The Two-Headed Donkey says: “Imagine how much cocaine you could buy for $1.4 million.”

Stop 3: The Laurel Canyon Country Store. In the song “Love Street,” former Wonderland Avenue resident Jim Morrison called this cramped variety store/deli “the place where the creatures meet.” Indeed, when the Wonderland Gang grew wary of the heat (irate neighbors said that sometimes the Gang would toss bags of heroin off the balcony to buyers in Rolls Royces), they would do their deals in front of or in the store, at the corner of Laurel Canyon Blvd. and Lookout Mountain, down the street from Harry Houdini’s house.

The Two-Headed Donkey says: “Just to be polite, I bought a bottle of plum wine and some potato salad. The woman who scooped the potato salad was rude.”

Previously on Porn Valley Observed: Holmes shot Wadd on a Sunday

8 thoughts on “Porn Valley Two-Headed Donkey Tour: The Wonderland Murders

  1. Thanks for the quick history lesson. As always, your wonderfully written posts stand out like the one real teenager in a room full of 30 year-olds in pigtails and plaid skirts.

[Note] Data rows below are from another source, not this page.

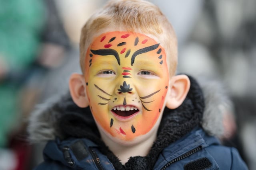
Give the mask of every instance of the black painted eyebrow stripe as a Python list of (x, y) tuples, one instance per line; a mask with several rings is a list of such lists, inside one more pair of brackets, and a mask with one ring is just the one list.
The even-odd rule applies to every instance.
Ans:
[(92, 51), (92, 53), (93, 54), (96, 55), (102, 56), (108, 55), (114, 55), (115, 57), (116, 57), (118, 65), (120, 65), (120, 57), (119, 57), (119, 55), (118, 53), (115, 50), (113, 50), (113, 49), (100, 49), (97, 50), (91, 49), (91, 51)]
[(132, 65), (134, 63), (135, 60), (135, 57), (138, 55), (148, 52), (149, 51), (152, 51), (155, 49), (156, 49), (159, 46), (159, 44), (155, 44), (154, 45), (151, 45), (151, 46), (147, 47), (146, 47), (143, 48), (143, 49), (140, 49), (135, 51), (133, 53), (132, 56), (132, 59), (131, 59), (131, 65)]
[(140, 97), (140, 98), (141, 99), (146, 99), (146, 98), (149, 98), (150, 97), (151, 97), (152, 96), (154, 95), (154, 94), (156, 94), (156, 93), (158, 93), (158, 92), (159, 92), (159, 91), (160, 90), (157, 90), (157, 91), (154, 92), (154, 93), (152, 93), (150, 94), (149, 95), (148, 95), (148, 96), (144, 96), (144, 97)]
[(104, 94), (106, 94), (107, 95), (108, 95), (110, 96), (112, 96), (112, 95), (111, 95), (111, 94), (109, 94), (108, 93), (107, 93), (105, 91), (103, 90), (102, 90), (102, 89), (101, 89), (99, 87), (98, 87), (96, 84), (94, 84), (94, 86), (95, 86), (95, 87), (96, 88), (97, 88), (98, 90), (100, 90), (100, 91), (102, 92), (103, 92), (103, 93), (104, 93)]

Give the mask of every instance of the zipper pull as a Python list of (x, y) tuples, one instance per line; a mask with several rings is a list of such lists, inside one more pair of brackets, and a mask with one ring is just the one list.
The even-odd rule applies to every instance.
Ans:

  2. I went to Wonderland Ave. Elementary School from second to sixth grade. Oddly, neither John Holmes or the Wonderland Murders were mentioned in the curriculum. I can only assume that such important local history was taught in first grade.

  3. Hoo Ha – “Wonderland”, indeed. Again, your penchent for adroit, phraseal (?) written observations is truly a joy to read and savor!